Passion directed Anna to oppose social conventions and with all a rebel’s defiance pursued in Vronsky’s arms the happiness that Karenin could not provide. They would love as if the whole world belonged to them. But in the end she could not live like Robinson Crusoe and was not strong enough to fend off social forces, which proclaimed reality’s omnipresence.

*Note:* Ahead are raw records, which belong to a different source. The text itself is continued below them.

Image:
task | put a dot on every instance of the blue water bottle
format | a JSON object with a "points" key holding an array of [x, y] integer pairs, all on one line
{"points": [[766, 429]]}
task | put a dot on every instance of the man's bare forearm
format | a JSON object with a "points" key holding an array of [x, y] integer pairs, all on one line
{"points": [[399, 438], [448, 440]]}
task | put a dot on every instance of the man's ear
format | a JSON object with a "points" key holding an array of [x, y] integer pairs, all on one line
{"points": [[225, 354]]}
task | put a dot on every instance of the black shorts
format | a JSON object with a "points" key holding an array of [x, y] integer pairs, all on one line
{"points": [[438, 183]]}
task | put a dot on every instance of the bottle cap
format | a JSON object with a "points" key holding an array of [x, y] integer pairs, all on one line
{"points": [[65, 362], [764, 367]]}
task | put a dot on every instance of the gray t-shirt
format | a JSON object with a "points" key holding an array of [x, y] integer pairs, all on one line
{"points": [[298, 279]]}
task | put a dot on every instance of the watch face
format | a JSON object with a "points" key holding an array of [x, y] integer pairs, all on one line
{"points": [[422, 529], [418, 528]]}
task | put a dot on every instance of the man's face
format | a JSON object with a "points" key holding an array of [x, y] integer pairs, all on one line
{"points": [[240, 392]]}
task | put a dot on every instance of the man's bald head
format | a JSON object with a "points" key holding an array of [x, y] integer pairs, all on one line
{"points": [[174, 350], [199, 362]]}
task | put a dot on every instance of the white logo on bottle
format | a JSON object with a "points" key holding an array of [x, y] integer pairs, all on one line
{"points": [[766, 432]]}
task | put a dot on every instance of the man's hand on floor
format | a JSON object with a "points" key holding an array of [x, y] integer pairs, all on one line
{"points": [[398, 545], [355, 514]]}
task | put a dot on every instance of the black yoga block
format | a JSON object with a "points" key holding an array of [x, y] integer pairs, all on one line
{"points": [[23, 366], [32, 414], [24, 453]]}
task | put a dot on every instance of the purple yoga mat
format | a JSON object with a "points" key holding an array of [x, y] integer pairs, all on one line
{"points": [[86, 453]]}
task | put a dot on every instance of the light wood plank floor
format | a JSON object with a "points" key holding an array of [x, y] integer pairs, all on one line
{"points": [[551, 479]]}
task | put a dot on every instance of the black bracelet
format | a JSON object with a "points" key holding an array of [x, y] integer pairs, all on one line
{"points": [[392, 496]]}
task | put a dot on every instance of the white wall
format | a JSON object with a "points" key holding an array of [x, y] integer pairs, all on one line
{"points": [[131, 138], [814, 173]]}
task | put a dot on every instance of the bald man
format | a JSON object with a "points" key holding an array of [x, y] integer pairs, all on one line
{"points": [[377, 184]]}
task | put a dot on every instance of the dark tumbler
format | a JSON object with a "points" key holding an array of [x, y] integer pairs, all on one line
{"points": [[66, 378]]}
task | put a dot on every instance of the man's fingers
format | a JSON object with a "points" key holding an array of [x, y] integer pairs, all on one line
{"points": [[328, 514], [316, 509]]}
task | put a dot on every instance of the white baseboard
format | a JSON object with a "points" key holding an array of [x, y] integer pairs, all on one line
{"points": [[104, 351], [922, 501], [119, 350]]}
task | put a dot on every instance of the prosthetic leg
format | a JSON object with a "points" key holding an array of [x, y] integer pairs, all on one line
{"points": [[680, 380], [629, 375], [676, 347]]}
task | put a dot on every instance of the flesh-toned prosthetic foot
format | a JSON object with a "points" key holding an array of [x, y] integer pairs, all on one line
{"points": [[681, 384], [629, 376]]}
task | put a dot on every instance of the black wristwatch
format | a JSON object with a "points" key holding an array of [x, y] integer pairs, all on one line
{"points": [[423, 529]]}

Levin sought to transform himself and love Kitty as social conventions could only imitate. He sought to transcend social conventions, which were not in sync with the force that directed destinies, to attune to a higher melody, one that resonates wit the natural order of things.

Leo Tolstoy

The diametrically opposing destinies of Anna and Levin revealed, as in War and Peace, Tolstoy’s search to harmonize with a natural force greater than reason, passion or will. For him, to raise the sword against that force would be to embrace the inferno.

Animal Farm Book Review


"All animals are equal but some animals are more equal than others."

Joseph Stalin

In Animal Farm George Orwell reenacted the Russian Revolution and its aftermath, Major, Napoleon, Snowball, Jones, and Frederick incarnating Lenin, Stalin, Trotsky, Tsar Nicolas II and Hitler. But through the fable, Orwell critiques not only communism but also any corruption of power, leaders highlighting real or imagined threats to instill fear in followers and solidify power.

Leon Trotsky

As often repeated throughout history, people out of fear often would submit to the state’s unchecked power in exchange for security real or imagined. In the end, Napoleon exploited the animals just as Farmer Jones previously had and even emulated humans when he gave a dinner to neighboring farmers, who represented the leaders of other nations and would gladly play poker with the tyrant as long as they can benefit from the friendship. Animal Farm is a lighthearted fable for a serious subject.